If you had asked him one year ago, senior Andrew Ludvik would not have told you he would ever spend time in Cambodia.
Ludvik said that after studying abroad in Australia and visiting the Galapagos Islands and Ecuador for biology classes, he thought he would graduate before having the opportunity to travel outside of the U.S. again. Instead, the biology major is booking another flight: this time to southeast Asia.
Ludvik and four other UW-Eau Claire students and a biology faculty member will spend this summer in Cambodia studying how the use of agrochemicals in rice paddies is affecting the country’s ecosystem. The team will leave the U.S. on July 9 and return on Aug. 14.
Deb Freund, an associate lecturer of biology who will lead the research team, said the researchers will examine up to 21 rice paddies while in Cambodia. During their five-week stay, researchers will sample populations of fish, invertebrates and amphibians, all of which live in the paddies and are important to the ecosystem. She said they will take samples from paddies that are managed using traditional methods as well as paddies that are treated with chemical fertilizers, herbicides and pesticides.
Freund said outside sources are now pressuring Cambodia to use chemicals to increase their rice yields and export more of the crop. She said she is concerned with this trend and what it may do to native species that live in the paddies, which are important protein sources for many of the farmers.
“You take this really concentrated fertilizer, and you just toss it out in granules,” she said. “What’s that going to do to those crickets and frogs and fish?”
After the fieldwork, Freund said the data will be analyzed back in the U.S. She said she hoped to have the results of the study published and would like to see other scientists continuing off of their research in the future.
Ludvik said he also hopes this trip would influence future scientific endeavors in Cambodia.

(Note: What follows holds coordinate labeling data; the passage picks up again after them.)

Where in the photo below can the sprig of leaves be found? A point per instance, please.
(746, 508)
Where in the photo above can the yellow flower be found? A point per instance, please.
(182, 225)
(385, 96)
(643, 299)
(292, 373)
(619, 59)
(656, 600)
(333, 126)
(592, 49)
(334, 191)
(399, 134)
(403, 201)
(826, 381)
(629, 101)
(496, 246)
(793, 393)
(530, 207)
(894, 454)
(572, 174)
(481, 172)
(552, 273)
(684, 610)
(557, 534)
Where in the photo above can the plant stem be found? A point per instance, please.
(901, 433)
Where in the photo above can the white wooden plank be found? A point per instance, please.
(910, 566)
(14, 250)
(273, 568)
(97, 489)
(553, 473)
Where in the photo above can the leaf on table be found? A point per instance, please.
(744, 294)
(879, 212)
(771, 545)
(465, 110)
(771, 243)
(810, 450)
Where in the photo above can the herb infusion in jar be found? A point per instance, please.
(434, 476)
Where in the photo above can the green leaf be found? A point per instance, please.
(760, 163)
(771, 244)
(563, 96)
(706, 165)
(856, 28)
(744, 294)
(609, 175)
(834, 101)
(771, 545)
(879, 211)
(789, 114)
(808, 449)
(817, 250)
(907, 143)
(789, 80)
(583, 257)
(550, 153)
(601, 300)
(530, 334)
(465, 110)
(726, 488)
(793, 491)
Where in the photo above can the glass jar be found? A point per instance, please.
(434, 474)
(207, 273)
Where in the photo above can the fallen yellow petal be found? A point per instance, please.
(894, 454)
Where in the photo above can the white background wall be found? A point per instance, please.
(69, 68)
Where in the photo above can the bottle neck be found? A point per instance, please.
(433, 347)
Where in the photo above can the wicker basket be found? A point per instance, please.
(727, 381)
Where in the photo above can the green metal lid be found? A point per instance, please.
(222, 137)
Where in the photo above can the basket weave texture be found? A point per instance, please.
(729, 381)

“I think it’s really big that it might stem future studies,” he said. “It might be really awesome to see this grow.”
He said he was also interested in seeing the effects of new agricultural methods on the rice.
Freund said rice is an important crop in Cambodia.
“Of agricultural stuff, rice is huge,” she said. “It’s what feeds their whole country. The main thing they eat day in and day out is rice.
“They’re very dependent on it.”
In Cambodia, rice cultivation occupies about 90 percent of the total agricultural area and is the major source of farm income. In 2003, rice production was estimated at 4.3 million tons, according to a United Nations sponsored Web site.